Vaihinger an Eduard Zeller, Straßburg, 13.6.1883, 4 S., hs., Universitätsbibliothek Tübingen, http://idb.ub.uni-tuebingen.de/opendigi/Md747-782
Straßburg 13. Juni 83.
Hochzuverehrender Herr GeheimeRath und Professor![a]
Die gütige Theilnahme und das thätige Wohlwollen, das Ew. Hochwohlgeboren meinen Arbeiten und meiner Person zu schenken mehrfach Gelegenheit nahmen, läßt es mir als eine angenehme Pflicht erscheinen, Sie von einer Veränderung meiner Lage in Kenntnis zu setzen, welche ich schon lange ersehnte. |
Ich bin hier zum Extraordinarius ernannt[1] worden, allerdings mit sehr geringem Gehalt. Daß dieses Ziel, das meine Freunde[2] hier schon lange für mich erstrebten, erreicht worden ist, ist einem an sich sehr widerwärtigen Vorkommniß zuzuschreiben. Nachdem Gießen an Siebeck[3] gefallen war, hatte derselbe die Loyalität, mich in Basel energisch zu empfehlen. Er schlug vor: Glogau, mich, Volkelt[4], Bolliger[5]. Glogau ist sein persönlicher Freund. Volkelt war ihm mehr von Jena aus aufgedrungen worden. Von Biedermann[6] in Zürich wurde für Rehmke[7] stark agitirt. Bei einer mehrtägigen Anwesenheit hier besprach Siebeck das Einzelne mit mir. Er wollte den Ruf zunächst an Glogau gelangen lassen; es bestand | die Aussicht, daß Glogau vielleicht in Halle gehalten würde; wo nicht, so durfte ich mir für Halle einige Hoffnung machen.
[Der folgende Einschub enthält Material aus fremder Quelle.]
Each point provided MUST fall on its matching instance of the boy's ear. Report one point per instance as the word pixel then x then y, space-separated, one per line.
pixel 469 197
Nun aber kam der Ruf nicht an Glogau, weil die sparsame Baseler Regierung wußte, daß sie die beiden folgenden billiger bekäme. Ich aber wurde seitens der Regierung aus dem offen ausgesprochenen Grunde übergangen, weil in Basel zwei Privatdocenten sind und man diesen nicht den vermeintlichen Affront zufügen wollte, ihnen einen deutschen Privatdocenten als Ordinarius hinzusetzen. Und doch war ich, wie ich erst nachträglich erfahre, z.°B. von Sigwart[8] warm empfohlen worden, den man über mich gefragt hatte.
So kam der Ruf an Volkelt, der sich mit mir habilitirt[9] hat. Ich weiß be|stimmt, daß diese Änderung nicht im Sinne von Siebeck war.
Ich bat Siebeck um eine Bestätigung, daß der genannte Grund in Basel ausschlaggebend[10] gewesen war. Dieses Factum machte eben bei Fakultät und Regierung einen solchen Eindruck, daß ich nunmehr das gewünschte Resultat erreicht habe, worüber ich nunmehr sehr glücklich bin: trotz des sehr geringen Gehaltes.
Ich hätte die hinter mir liegende schwere Zeit kaum überstanden, wenn mir nicht von Zeit zu Zeit Ihr tröstlicher Zuspruch Muth eingeflößt hätte. So darf ich wohl, hochzuverehrender Herr Geheimerath, Ihnen für all Ihre Güte und Theilnahme meinen tiefsten Dank aus vollem, aufrichtigem Herzen aussprechen.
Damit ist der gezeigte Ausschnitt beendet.